And it creeps me out.
It's just a three foot long black snake. I know it is not interested in me, but I still leap in shock when I reach into a flower bed to pull weeds and it comes slithering out. I don't want to accidentally touch it. Just gives me the shivers to think about it.
I certainly don't want to be terrorized out of my back garden. I suppose there is a place for the two of us to co-exist but I want to sneer at the snake and snarkily snoop out where it sneaks in and snippily snicker when I sniff out ways to snitch on the snake so it snail-like sneaks back out of my garden. Terrible sentence just then--my writing professor would sniff snottily should he see it--too bad it won't sneeze out the problem.

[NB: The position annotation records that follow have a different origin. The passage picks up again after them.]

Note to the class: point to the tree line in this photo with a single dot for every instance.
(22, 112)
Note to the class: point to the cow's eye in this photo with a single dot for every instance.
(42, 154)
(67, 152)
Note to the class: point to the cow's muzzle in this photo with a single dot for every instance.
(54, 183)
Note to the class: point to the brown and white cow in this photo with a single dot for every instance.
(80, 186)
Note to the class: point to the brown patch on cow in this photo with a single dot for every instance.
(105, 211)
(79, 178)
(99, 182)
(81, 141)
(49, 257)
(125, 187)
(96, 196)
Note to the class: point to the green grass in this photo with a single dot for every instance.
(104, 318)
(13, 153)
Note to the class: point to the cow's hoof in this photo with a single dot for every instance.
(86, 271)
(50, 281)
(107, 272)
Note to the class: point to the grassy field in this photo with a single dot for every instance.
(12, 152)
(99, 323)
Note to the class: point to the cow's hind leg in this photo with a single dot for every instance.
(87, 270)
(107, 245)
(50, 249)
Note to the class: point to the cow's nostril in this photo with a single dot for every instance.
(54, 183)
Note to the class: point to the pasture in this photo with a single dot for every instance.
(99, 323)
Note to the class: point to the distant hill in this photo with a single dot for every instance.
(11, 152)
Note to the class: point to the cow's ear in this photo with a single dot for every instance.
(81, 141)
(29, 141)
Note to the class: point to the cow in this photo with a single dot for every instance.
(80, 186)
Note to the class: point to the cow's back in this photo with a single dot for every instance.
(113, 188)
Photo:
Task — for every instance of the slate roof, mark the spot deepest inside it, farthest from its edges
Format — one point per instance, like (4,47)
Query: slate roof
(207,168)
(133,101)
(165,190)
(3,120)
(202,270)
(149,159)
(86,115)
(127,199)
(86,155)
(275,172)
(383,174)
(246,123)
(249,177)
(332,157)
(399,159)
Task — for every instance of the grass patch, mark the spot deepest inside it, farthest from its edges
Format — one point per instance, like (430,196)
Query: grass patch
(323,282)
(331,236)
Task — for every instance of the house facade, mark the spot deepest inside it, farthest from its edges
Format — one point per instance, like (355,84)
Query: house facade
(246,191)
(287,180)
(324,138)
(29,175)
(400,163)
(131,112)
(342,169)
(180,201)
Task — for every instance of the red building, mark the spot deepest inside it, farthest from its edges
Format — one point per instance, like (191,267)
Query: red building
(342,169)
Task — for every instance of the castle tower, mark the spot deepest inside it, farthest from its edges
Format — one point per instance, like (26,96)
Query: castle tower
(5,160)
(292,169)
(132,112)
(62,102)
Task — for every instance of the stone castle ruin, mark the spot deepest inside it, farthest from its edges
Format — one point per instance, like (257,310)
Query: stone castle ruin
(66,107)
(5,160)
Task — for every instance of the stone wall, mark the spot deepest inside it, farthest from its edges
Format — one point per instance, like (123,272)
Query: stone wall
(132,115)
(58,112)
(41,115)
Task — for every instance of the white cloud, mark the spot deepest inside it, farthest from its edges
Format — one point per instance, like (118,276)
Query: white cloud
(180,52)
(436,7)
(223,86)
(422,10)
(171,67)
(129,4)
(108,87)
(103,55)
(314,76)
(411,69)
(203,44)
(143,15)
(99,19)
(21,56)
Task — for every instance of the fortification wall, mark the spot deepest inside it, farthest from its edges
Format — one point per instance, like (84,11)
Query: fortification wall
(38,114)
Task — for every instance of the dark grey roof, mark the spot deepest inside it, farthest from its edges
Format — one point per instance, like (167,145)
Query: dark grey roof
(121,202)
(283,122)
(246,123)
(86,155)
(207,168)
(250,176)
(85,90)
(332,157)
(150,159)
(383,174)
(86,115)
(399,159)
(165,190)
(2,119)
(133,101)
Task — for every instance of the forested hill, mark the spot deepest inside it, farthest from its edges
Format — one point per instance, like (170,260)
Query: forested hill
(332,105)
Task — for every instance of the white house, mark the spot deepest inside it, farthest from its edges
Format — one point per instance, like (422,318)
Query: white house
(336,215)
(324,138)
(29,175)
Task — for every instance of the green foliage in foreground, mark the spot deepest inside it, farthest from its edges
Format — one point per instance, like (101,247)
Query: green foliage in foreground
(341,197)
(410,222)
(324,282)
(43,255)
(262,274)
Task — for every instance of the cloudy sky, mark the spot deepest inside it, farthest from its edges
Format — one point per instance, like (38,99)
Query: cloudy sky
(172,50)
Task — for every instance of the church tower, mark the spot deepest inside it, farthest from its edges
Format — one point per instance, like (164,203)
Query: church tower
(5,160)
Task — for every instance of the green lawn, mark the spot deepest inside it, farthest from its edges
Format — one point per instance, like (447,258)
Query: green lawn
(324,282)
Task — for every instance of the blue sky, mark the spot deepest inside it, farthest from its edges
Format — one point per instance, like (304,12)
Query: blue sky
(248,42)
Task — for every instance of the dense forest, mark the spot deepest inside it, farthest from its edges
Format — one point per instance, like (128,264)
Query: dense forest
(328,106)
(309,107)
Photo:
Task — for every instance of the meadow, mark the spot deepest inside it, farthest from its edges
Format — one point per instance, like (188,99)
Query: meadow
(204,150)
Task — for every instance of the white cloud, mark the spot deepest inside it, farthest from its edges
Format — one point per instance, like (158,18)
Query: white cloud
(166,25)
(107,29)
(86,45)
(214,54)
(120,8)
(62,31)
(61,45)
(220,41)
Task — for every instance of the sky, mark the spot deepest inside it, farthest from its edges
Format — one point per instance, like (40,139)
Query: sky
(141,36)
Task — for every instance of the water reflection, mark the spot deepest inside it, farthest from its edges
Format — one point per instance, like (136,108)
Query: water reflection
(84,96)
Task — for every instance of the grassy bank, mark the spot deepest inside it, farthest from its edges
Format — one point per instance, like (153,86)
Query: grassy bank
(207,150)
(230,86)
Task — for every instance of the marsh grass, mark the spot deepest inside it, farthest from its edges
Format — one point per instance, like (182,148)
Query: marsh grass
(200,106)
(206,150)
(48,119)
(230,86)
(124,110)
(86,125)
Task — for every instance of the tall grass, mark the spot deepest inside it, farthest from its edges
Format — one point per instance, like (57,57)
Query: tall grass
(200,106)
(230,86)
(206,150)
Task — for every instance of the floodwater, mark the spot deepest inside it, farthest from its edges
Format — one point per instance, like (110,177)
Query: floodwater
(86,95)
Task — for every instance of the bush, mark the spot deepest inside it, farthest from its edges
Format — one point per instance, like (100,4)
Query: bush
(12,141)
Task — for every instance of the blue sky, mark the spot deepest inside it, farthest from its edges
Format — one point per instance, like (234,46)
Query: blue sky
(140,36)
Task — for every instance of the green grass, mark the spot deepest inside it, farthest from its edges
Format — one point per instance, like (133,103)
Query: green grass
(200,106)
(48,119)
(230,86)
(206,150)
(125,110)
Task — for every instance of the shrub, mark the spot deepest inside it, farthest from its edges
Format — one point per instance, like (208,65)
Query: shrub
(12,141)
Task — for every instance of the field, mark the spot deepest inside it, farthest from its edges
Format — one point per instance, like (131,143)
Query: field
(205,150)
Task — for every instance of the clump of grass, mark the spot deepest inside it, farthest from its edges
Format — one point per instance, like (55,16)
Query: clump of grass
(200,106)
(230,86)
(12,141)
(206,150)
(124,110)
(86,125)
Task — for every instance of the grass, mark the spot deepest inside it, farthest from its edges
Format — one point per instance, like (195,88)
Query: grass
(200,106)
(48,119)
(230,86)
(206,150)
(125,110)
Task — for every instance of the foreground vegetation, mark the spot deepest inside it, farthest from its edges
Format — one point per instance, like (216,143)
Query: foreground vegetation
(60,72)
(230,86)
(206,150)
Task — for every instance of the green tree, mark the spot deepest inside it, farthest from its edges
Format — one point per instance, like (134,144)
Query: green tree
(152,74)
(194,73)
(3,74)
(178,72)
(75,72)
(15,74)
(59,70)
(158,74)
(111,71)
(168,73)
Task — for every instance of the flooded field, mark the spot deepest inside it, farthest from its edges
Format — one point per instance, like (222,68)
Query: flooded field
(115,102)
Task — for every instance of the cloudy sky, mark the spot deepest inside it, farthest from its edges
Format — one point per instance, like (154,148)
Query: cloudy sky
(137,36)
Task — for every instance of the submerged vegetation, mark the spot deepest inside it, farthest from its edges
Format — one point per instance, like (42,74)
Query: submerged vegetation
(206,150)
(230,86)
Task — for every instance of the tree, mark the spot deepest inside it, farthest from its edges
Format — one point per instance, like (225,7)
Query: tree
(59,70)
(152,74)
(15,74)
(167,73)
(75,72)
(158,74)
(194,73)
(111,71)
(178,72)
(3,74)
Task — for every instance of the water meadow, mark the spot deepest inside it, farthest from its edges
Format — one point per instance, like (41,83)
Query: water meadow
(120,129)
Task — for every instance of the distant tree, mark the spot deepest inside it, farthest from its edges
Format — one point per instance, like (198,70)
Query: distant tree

I'm delighted when I see earthworms out there, and they are slimy and snake-like in form. Is it because snakes really are sneaky? That when we call someone a "snake in the grass" we do so because snakes can camouflage themselves so thoroughly and then slither out when we least expect it, kind of like snot rolling from the snozzle at the least convenient moment?
So what IS it about snakes? Why are they almost universally hated or feared? I'm sure it is no accident that the crafty one who offers temptation to leave God behind in the Garden of Eden is represented by a serpent--snake aversion is hardly new. After all, even Indiana Jones is afraid of snakes, while nothing else seems to faze him.
Well, it's time to snarl my way through the end of this sniveling essay and leave the snake conundrum for someone else to snaggle with.
Will welcome all suggestions--just make them snappy!